ETA: My siblings and I were raised by a married couple who abused us in every way possible. My sister the lesbian raised four daughters in her late partner and they all turned out fine, and is busy raising four more with her current partner.

Tell me who had the better parents.

That’s because some people don’t have the guts to admit that social change requires a price.

Little Rock Nine

Tell me how is it any different from the kids above? Acid thrown in their eyes, told not to fight back, an armed escort for what? Fucking math class? Kids are inevitably caught up in the whirlwind of social change.
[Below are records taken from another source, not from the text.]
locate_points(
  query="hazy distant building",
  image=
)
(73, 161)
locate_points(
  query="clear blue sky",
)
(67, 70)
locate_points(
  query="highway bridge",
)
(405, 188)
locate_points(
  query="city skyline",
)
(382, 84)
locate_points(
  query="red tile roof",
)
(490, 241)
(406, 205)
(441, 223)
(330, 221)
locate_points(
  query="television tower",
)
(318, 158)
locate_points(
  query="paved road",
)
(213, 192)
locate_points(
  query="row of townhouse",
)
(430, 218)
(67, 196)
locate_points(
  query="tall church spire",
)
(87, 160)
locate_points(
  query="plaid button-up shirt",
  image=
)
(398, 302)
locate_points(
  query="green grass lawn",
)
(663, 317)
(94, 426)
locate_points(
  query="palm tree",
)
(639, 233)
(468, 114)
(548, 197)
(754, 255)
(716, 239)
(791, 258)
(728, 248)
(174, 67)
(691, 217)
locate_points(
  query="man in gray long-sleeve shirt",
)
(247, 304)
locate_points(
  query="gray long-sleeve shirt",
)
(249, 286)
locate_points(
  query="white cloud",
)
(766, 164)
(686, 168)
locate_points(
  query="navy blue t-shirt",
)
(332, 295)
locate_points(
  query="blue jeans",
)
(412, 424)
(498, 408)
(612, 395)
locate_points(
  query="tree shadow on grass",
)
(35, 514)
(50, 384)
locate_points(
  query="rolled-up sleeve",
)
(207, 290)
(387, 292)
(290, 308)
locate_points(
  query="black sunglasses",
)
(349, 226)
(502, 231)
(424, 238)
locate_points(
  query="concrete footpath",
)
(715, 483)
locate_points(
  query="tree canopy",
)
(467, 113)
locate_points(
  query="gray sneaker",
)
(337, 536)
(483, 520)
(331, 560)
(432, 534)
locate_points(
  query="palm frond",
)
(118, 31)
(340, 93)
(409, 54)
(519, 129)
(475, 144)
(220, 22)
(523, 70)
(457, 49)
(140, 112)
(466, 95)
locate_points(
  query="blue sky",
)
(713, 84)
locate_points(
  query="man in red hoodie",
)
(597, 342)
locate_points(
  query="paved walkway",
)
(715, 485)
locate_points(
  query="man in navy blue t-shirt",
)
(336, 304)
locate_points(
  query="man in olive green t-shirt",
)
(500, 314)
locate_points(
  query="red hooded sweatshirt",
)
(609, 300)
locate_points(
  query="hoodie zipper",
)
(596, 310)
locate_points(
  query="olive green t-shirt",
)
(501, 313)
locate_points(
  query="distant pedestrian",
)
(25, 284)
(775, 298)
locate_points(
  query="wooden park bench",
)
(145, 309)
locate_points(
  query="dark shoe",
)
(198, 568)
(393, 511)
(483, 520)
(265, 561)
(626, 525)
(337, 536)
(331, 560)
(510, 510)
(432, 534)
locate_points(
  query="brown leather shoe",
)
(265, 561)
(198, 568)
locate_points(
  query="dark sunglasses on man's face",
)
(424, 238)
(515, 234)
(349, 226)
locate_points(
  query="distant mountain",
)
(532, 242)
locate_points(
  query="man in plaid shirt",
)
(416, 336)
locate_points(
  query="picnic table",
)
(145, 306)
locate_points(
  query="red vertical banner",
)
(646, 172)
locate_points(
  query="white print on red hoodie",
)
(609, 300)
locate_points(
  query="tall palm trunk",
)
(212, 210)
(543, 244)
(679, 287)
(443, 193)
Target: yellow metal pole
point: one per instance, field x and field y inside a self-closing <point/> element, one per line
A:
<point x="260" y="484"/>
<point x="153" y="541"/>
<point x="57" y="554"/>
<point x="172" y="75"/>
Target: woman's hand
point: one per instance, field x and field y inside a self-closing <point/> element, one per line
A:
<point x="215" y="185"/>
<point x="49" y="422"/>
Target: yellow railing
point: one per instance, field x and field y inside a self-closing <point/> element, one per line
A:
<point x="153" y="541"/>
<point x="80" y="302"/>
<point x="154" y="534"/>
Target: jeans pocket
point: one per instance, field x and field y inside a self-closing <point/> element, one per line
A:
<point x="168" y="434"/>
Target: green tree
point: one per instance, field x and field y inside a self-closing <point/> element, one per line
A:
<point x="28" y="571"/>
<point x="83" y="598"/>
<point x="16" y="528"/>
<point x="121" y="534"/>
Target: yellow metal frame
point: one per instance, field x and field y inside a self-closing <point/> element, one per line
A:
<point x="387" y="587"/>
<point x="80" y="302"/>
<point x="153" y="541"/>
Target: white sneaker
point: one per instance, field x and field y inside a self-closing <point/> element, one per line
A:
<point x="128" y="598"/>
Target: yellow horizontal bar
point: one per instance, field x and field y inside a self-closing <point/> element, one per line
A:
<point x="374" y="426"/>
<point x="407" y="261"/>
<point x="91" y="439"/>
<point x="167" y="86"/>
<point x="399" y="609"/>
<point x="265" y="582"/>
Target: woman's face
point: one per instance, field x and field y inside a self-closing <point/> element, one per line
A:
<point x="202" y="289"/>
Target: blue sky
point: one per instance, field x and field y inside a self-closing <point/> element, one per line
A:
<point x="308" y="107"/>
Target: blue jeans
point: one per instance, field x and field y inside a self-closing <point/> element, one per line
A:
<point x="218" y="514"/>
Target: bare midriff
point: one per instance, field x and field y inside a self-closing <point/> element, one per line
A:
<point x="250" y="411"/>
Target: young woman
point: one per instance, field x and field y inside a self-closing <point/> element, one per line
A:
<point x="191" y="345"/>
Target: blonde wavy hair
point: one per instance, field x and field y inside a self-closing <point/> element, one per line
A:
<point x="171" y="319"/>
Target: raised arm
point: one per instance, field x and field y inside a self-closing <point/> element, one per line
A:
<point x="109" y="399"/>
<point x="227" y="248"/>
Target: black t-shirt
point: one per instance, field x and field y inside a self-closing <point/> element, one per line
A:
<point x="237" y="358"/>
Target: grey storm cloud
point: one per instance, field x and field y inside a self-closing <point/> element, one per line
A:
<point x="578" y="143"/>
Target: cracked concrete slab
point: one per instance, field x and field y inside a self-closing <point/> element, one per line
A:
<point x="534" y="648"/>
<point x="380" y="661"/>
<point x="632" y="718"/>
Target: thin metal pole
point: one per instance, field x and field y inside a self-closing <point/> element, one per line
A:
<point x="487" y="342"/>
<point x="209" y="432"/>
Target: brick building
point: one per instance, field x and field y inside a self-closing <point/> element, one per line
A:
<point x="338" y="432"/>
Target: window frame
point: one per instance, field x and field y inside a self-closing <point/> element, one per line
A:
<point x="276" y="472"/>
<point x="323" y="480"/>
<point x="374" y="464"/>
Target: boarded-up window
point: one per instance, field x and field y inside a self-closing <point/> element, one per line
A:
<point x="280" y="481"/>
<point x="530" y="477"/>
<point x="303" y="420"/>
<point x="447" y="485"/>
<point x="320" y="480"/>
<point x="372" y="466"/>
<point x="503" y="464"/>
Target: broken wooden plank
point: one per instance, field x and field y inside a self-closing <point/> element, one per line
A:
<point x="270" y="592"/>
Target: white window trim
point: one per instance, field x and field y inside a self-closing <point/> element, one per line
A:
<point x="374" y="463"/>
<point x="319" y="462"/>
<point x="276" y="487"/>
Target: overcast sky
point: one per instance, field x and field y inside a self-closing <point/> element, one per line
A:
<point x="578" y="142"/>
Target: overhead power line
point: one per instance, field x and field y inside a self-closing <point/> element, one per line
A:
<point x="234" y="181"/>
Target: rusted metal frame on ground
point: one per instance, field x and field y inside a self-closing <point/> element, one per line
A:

The people who disagree with me simply think, I suspect, that social equality doesn’t require such harsh measures anymore, and we should spare the kids at every turn. Sorry, but in a broad civil rights context, gays have just as much of a hill to climb as blacks and minorities did. That is why I have no problems with purposefully giving adopted kids to gay couples. I believe gays can be great parents, just like straight people. But social pressures conspire to keep them down, telling them to wait their turn.

If we don’t give kids to gays to prove they can turn out right, how do you convince the homophobes? Gay kids may grow up with abnormal (by society’s standards) parents, but that is all the more convincing when most of them turn out to be perfectly fine.

I’m willing to just accept that most of you suddenly forgot about forced integration, making kids take part in protests, student sit-ins, and the stuff that happened to kids during the 50’s and 60’s. But it’s comparable to the gay rights movement now and completely a worthy goal for kids to be a part of.